Orchestra performed with Suzanne Challenger Orchestra for the annual Autumn Serenade concert on Thursday, Nov. 9 in the Performing Arts Center.

Autumn Serenade was the first orchestra concert of the year. String Orchestra played for the first half of the concert with Suzanne Challenger Orchestra. The conductors alternated between the Walnut High School’s new band director, Katie Takahashi, and Suzanne Middle School’s music teacher, Ami Garvin. The ensemble played a variety of songs including “Brandenburg Concerto No.5”, “Shenandoah” and “Danse Infernale.”
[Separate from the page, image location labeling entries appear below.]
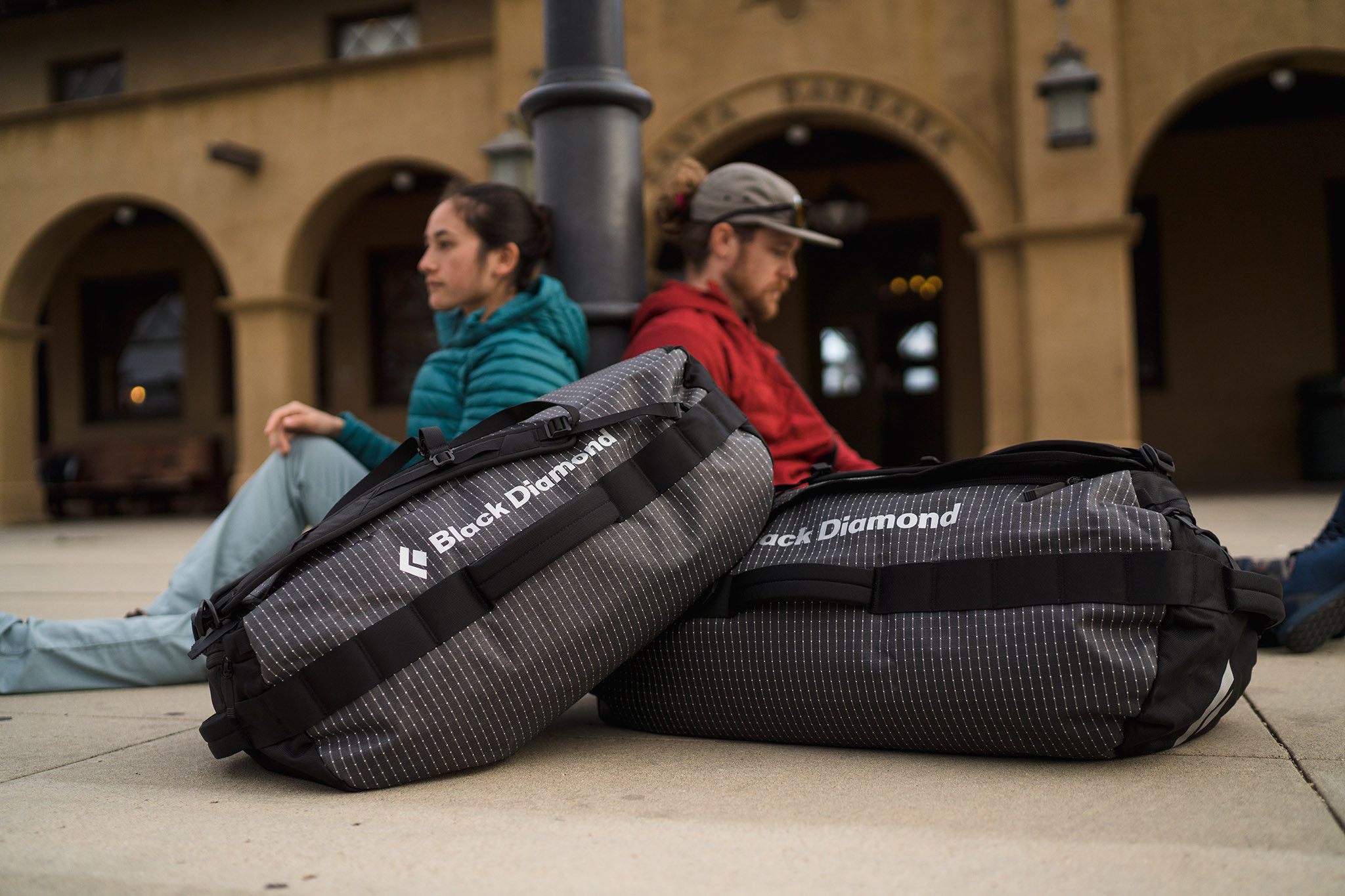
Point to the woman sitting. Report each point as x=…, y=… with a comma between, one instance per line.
x=506, y=336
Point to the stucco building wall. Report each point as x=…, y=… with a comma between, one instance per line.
x=1046, y=238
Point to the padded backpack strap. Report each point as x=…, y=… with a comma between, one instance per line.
x=403, y=637
x=1176, y=578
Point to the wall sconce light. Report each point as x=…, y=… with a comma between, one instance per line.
x=1069, y=86
x=233, y=154
x=510, y=156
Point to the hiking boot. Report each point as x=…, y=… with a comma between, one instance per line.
x=1314, y=590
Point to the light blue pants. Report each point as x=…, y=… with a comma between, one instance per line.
x=286, y=496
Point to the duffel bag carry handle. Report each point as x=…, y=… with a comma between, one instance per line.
x=1256, y=595
x=430, y=442
x=1174, y=578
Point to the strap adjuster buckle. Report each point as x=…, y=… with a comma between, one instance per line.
x=204, y=624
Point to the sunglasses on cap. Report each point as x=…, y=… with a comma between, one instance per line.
x=798, y=206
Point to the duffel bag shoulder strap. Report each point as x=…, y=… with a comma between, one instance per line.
x=407, y=634
x=996, y=584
“It was pretty good. We were on beat and able to match the conductor. Some people were out of tune and although there was good dynamics, we could have had more dynamic contrasts,” Intermediate Orchestra bass player sophomore Kevin Chen said. “[I was] excited [and] a little nervous because it’s our first concert of the year and we were playing with middle schoolers, so it was different. After the first song, we did good, so I was less nervous.”

Symphonic Orchestra, conducted by band director Corey Wicks, played in the second half of the concert with student soloists. Guitarist senior Olivia Chiang, a returning performer, played the piece “Farewell” by John Doan. Following Chiang’s performance, violinist sophomore Melody Yu performed the piece “Violin Concerto in E Minor Movement No. 1” by Felix Mendelssohn. The last soloist to perform was accordion player sophomore Nancy Yu who played “Oblivion” by Astor Piazzolla.

“[The Symphonic Orchestra was] emotion provoking because they clearly played out the dynamics of the music and sounded as one,” Intermediate Orchestra violinist sophomore Ardee Lu said.

The musicians practiced their songs everyday during zero period since the beginning of the school year to prepare for this concert. They had rehearsals from 3-6 p.m. to practice with the soloists during the week leading up to the concert.

“While getting good at playing a particular piece may require weeks, sometimes months of practice, by the performance, the quality of the sound improves astronomically compared to when we first learned the piece,” Symphonic Orchestra cellist junior Kanon Klassen said. “It’s like sports, the more you practice, the more you tend to get better.”